The issue of separation drew national attention this week after Jewish Home MK Bezalel Smotrich took to social media to support the idea. This came after an Israeli Radio report saying that hospitals have been separating Arab and Jewish mothers in maternity wards when the mothers request it.
According to the Channel 2 survey broadcast on Saturday, 61 percent of respondents said they opposed separation in hospitals, while 34% percent supported Smotrich in expressing approval for it. Five percent were unsure.
The same poll found, however, that nearly half of Israeli Jews (49%) would not live in the same buildings as Arab families, while 42% said they are not opposed. Nine percent said they were not sure.
When respondents were asked whether they would be willing to let an Arab doctor treat them, 82% said yes, and 13% said no, preferring a Jewish doctor. Five percent were unsure.
The survey was conducted on April 7 among 505 Hebrew-speaking respondents. A margin of error was not cited.
On Tuesday, after the Israel Radio report, Smotrich tweeted that his wife was “truly no racist, but after giving birth she wants to rest rather than have a hafla” — a mass feast often accompanied by music and dancing — “like the Arabs have after their births.”
After his tweet received negative responses, Smotrich went a step further, writing: “It’s natural that my wife wouldn’t want to lie down [in a bed] next to a woman who just gave birth to a baby who might want to murder her baby twenty years from now.”
He then added that “Arabs are my enemies and that’s why I don’t enjoy being next to them.”
His wife, Revital, later Tuesday told Channel 10 that she had “kicked an Arab obstetrician out of the [delivery] room.
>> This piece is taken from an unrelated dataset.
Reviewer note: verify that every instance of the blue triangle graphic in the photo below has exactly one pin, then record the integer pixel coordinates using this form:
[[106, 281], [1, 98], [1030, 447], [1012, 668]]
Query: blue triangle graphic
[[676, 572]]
I want Jewish hands to touch my baby, and I wasn’t comfortable lying in the same room with an Arab woman.”
“I refuse to have an Arab midwife, because for me giving birth is a Jewish and pure moment,” she said.
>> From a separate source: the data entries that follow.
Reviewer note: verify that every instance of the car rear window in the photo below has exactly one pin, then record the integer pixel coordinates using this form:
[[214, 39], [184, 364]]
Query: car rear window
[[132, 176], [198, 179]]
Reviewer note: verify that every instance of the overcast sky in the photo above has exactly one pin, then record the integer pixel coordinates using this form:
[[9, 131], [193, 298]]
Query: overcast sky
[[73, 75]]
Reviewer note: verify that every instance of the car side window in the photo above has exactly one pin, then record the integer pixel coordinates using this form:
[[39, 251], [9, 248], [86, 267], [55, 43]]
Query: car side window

Lawmakers across the political spectrum criticized the comments.
All the hospitals cited in Tuesday’s Israel Radio report denied initiating separation between Jews and Arabs in maternity wards, though some admitted that if they are asked to do so by a patient, they accommodate the request.
The Health Ministry rejected any segregation policy, saying that “no separation on a discriminatory basis is allowed in hospitals. Health Ministry guidelines state that no separation by population is to be made — not by race, ethnicity, country of origin or any other factor.”